We don’t do anything to close the wound → The body does it naturally via enzymes, chemotactics, cytokines, etc.
Open wound closure
What is third intention healing?
Where we close the wound AFTER granulation tissue forms (and on top of it)
Only secondary closure
What are some new directions for wound management?
Vacuum-assisted closure
Prevent hypothermia
Growth. factor stimulation
When do we use vacuum-assisted closure?
When open wounds are chronic and/or infected
How do we use vacuum-assisted closure?
We use negative pressure in a controlled environment with NO AIR
125 mmHg negative pressure
What does negative pressure do in vacuum-assisted closure?
Lowers edema
Lowers bacteria
Increases blood flow - b/c of negative pressure
Increases proliferation of cells
Why do we prevent hypothermia when managing wounds?

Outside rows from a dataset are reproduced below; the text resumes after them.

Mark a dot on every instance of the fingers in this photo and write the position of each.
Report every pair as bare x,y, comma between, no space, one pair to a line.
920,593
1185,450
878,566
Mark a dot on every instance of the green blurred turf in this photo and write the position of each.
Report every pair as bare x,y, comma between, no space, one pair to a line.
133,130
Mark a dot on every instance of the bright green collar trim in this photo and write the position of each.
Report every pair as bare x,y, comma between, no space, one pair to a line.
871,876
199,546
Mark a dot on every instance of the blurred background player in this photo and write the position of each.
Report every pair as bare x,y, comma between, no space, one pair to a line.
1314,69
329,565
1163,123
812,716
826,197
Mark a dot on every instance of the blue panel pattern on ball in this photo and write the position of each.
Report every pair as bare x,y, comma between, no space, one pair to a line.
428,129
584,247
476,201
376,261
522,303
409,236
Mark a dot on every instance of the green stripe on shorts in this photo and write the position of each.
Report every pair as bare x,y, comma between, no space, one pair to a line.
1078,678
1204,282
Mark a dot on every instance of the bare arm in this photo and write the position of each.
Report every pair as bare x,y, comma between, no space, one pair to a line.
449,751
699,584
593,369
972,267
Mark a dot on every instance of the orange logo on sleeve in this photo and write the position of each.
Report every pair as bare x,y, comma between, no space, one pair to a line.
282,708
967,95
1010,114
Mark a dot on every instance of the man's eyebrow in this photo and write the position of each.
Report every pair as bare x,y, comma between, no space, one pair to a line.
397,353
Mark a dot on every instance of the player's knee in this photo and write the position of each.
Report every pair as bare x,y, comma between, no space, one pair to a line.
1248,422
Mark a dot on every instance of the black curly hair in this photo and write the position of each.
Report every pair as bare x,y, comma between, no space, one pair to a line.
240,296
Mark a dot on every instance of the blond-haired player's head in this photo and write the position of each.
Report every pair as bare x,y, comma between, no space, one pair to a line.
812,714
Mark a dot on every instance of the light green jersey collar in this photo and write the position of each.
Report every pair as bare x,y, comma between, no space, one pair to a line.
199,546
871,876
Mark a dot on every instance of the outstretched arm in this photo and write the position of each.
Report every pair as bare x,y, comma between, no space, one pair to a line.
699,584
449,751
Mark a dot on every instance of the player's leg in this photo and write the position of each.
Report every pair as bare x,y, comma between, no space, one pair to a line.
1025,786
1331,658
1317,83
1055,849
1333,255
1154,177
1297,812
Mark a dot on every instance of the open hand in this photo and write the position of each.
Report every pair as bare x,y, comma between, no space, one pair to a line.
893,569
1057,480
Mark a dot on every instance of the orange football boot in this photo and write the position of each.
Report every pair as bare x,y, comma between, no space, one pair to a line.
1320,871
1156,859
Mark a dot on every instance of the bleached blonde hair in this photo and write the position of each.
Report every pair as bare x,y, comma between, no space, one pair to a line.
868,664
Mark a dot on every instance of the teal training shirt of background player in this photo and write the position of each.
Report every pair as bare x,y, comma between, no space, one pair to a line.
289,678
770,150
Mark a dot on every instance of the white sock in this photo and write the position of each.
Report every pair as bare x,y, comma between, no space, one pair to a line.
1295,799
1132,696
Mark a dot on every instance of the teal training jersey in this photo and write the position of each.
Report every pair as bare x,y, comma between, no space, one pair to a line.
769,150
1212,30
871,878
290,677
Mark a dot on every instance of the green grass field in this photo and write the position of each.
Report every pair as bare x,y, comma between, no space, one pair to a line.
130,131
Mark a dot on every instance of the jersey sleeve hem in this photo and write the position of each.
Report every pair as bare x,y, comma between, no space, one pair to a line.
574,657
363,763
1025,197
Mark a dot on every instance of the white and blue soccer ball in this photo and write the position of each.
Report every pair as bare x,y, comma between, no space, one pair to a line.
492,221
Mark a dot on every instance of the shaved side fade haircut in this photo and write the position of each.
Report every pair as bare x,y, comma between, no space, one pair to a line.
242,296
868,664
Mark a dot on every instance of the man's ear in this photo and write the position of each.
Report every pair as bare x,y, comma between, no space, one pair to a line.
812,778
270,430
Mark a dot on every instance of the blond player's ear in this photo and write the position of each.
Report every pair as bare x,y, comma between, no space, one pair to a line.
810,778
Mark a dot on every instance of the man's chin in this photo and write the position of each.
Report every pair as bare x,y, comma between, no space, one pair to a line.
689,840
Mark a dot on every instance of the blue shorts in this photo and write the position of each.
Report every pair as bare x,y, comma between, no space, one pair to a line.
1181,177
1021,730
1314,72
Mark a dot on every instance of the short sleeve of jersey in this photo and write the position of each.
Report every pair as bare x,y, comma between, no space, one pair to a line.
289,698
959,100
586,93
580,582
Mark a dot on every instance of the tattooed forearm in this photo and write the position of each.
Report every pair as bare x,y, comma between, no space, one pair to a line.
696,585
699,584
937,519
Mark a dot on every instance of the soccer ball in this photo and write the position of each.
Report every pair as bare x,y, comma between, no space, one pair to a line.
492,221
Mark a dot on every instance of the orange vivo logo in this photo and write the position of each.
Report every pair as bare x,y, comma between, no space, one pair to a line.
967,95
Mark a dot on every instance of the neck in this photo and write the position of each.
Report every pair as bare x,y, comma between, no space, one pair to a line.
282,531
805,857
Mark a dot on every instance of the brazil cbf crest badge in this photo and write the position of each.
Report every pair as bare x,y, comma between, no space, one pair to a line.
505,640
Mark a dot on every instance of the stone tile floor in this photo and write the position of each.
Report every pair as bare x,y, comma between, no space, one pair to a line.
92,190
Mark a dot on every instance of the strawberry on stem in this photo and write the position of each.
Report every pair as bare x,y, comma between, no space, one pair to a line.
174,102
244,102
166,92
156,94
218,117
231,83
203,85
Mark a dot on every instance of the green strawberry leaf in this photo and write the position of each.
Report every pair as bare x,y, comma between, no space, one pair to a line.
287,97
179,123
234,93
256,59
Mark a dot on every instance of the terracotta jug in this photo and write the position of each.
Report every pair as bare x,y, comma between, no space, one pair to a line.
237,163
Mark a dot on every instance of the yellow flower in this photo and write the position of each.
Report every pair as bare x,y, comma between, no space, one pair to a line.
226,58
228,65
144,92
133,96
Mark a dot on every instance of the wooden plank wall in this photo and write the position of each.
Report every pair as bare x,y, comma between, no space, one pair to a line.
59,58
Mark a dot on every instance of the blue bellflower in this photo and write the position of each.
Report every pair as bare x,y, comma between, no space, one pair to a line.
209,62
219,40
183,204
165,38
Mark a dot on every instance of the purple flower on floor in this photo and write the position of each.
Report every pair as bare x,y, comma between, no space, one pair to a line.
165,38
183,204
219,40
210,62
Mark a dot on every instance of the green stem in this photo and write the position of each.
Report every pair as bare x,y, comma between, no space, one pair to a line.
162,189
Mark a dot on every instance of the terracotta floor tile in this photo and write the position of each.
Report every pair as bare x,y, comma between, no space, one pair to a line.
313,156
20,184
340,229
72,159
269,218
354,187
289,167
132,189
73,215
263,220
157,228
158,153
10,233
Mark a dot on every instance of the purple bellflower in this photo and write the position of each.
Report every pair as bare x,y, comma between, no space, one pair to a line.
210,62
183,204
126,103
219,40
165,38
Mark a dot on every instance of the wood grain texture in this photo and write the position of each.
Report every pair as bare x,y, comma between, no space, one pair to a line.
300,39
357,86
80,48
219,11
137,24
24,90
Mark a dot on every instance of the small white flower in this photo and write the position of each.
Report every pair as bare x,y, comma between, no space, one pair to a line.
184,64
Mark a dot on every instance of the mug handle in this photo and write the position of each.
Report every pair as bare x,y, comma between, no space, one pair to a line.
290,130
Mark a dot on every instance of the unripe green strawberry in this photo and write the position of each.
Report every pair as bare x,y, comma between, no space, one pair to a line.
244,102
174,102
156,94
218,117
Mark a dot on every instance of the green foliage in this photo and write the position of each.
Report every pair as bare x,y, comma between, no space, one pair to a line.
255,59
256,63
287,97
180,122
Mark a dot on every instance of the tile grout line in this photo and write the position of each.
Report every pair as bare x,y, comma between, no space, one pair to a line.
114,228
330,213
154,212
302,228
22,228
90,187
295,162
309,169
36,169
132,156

Lowers vasoconstriction (vessels will be more open) → helps maintain O2 levels
Lowers surgical infection
Basically helps the wound heal better
What are ways/methods to prevent hypothermia?
Use sensor controlled heating - like a HotDog
Forced air warmer - like Bair Hugger (but don’t use during OR, use post-op)
Water circulation
Body wraps
What does growth factor stimulation do?
Can enhance healing (idk how but its there)
What are some human products for growth factor stimulation?
TGF - b
PDGF
EGF
What is a disadvantage to using growth factor stimulation?